Given my love of homeschooling and my inability to talk about much else these days, it seems funny now that I was so worried about it. Maybe I was just worried I wouldn’t be able to answer everyone’s questions. Maybe I was scared the whole homeschool experiment would not yield favorable results. But I think the biggest fear I had was that people would automatically peg me and have all sorts of preconceived notions about me if they got wind that I was homeschooling. I didn’t want people to assume they knew what I was like just because I was one of those homeschool moms. I mean, wouldn’t that kind of imply they were assuming the motivating factors behind our decision? In reality, I wasn’t exactly sure what those reasons were myself!

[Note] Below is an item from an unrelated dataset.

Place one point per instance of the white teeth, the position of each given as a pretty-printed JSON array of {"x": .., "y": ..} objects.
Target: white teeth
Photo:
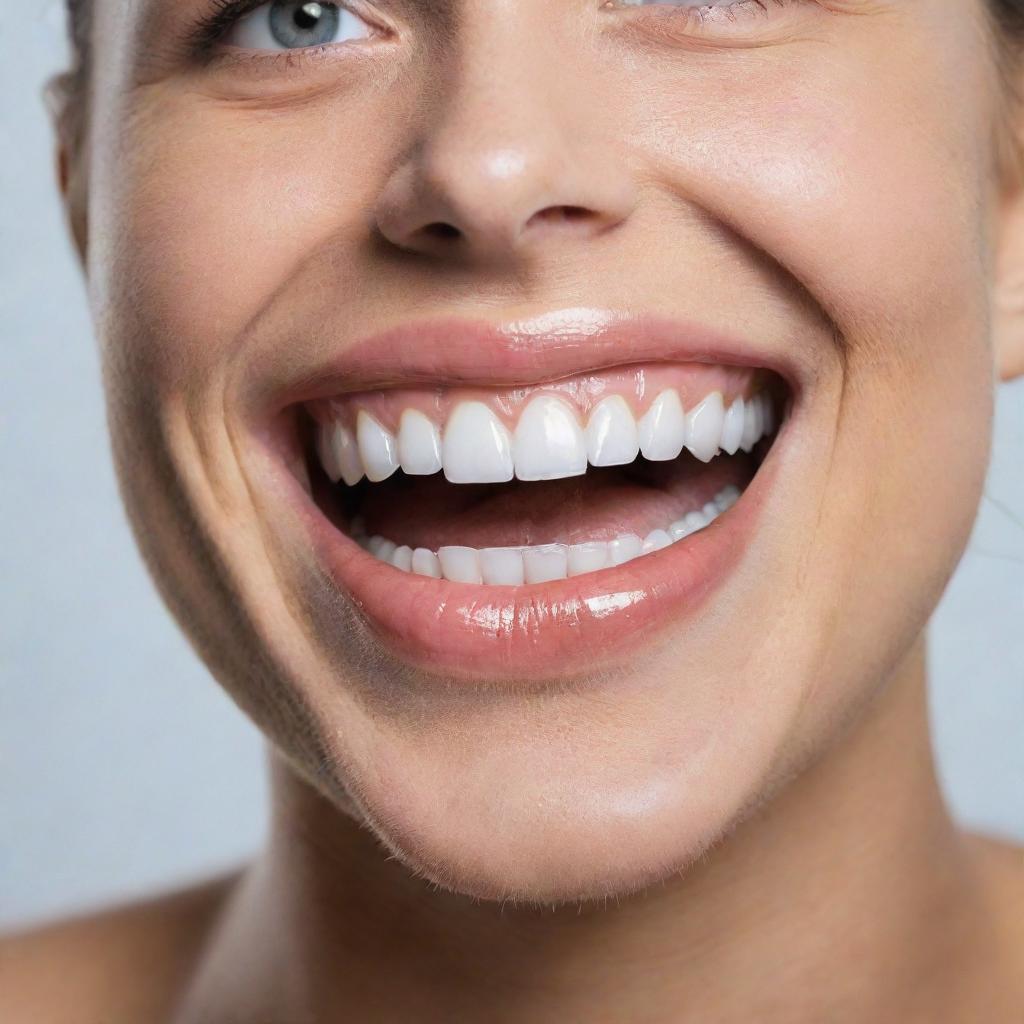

I knew the motivators that were not driving our decision. One thing that has always been crystal clear in my heart as my husband and I have discussed our children’s education is that we would never make decisions based on fear! That was not our reason. Neither had there been any negative experiences with our local public school. We had had only positive experiences there. We were not homeschooling to “run and hide”. We were not homeschooling to be subversive. We were not homeschooling because we wanted pictures of Jesus on our kids’ math sheets! We were not homeschooling out of compulsion due to some deep-seated conviction that it is the best way to go for every family.

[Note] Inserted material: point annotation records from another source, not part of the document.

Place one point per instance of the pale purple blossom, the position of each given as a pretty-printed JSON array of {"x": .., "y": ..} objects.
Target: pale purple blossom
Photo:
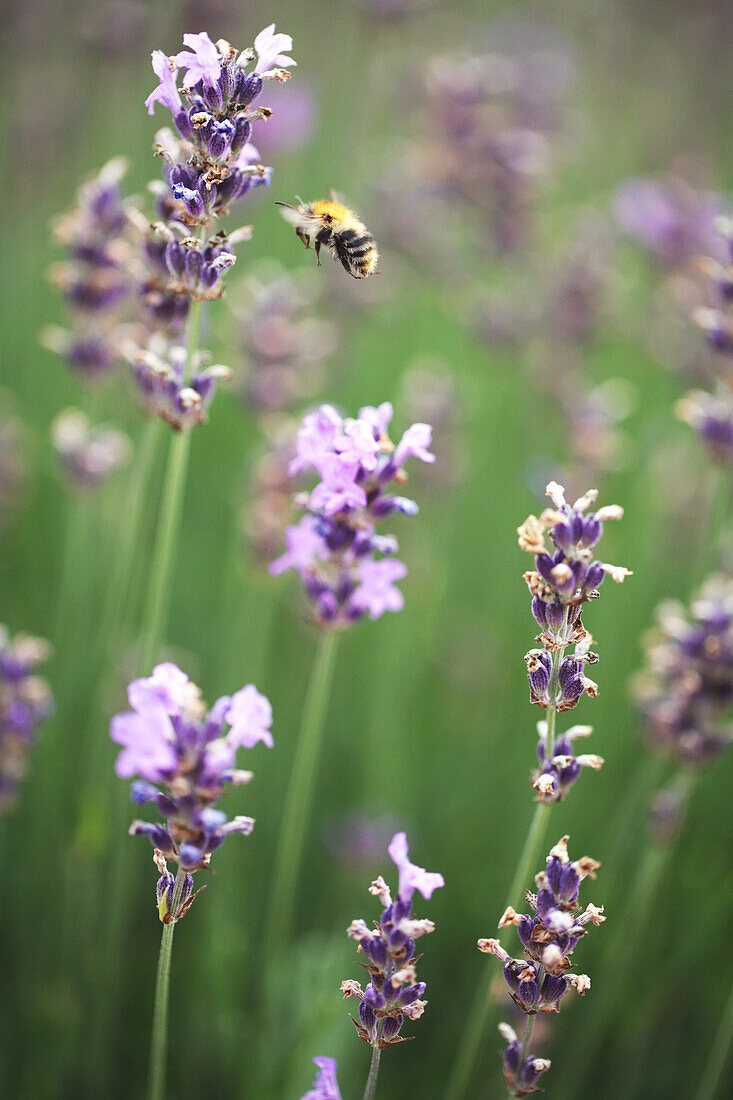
[
  {"x": 203, "y": 61},
  {"x": 267, "y": 46},
  {"x": 325, "y": 1086},
  {"x": 185, "y": 757},
  {"x": 167, "y": 90},
  {"x": 376, "y": 592},
  {"x": 338, "y": 488},
  {"x": 316, "y": 437},
  {"x": 250, "y": 717},
  {"x": 303, "y": 547},
  {"x": 414, "y": 443},
  {"x": 358, "y": 443},
  {"x": 412, "y": 878}
]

If the reasons that didn’t factor into our decision were crystal clear, the reasons we were choosing to homeschool were not so nearly well defined. The only way I could describe it was a tugging on my heart, a sense that there was something about homeschooling that might allow for the kind of closeness and love of exploring and learning that we envisioned for our “family culture.”
And you know what? Looking back, I now think it was a good thing to not have polished answers for everyone who asked us what in the world we were doing. I think just being honest and humble about the fact that we didn’t know how it was going to work yielded genial responses from folks. Without arrogance, there was no need for defensiveness. I didn’t have all the answers. We were just going to see how the year went. And even though I’m no longer feeling the need to be so covert in our homeschooling, I will still readily admit to not having all the answers, and we will probably always take it year by year with no overarching statements or long term commitments.
Now I want to hear from any of you fellow homeschoolers reading this. Did you have anything you wrestled with in making that decision? Can you relate to any of my misgivings or was your experience completely different?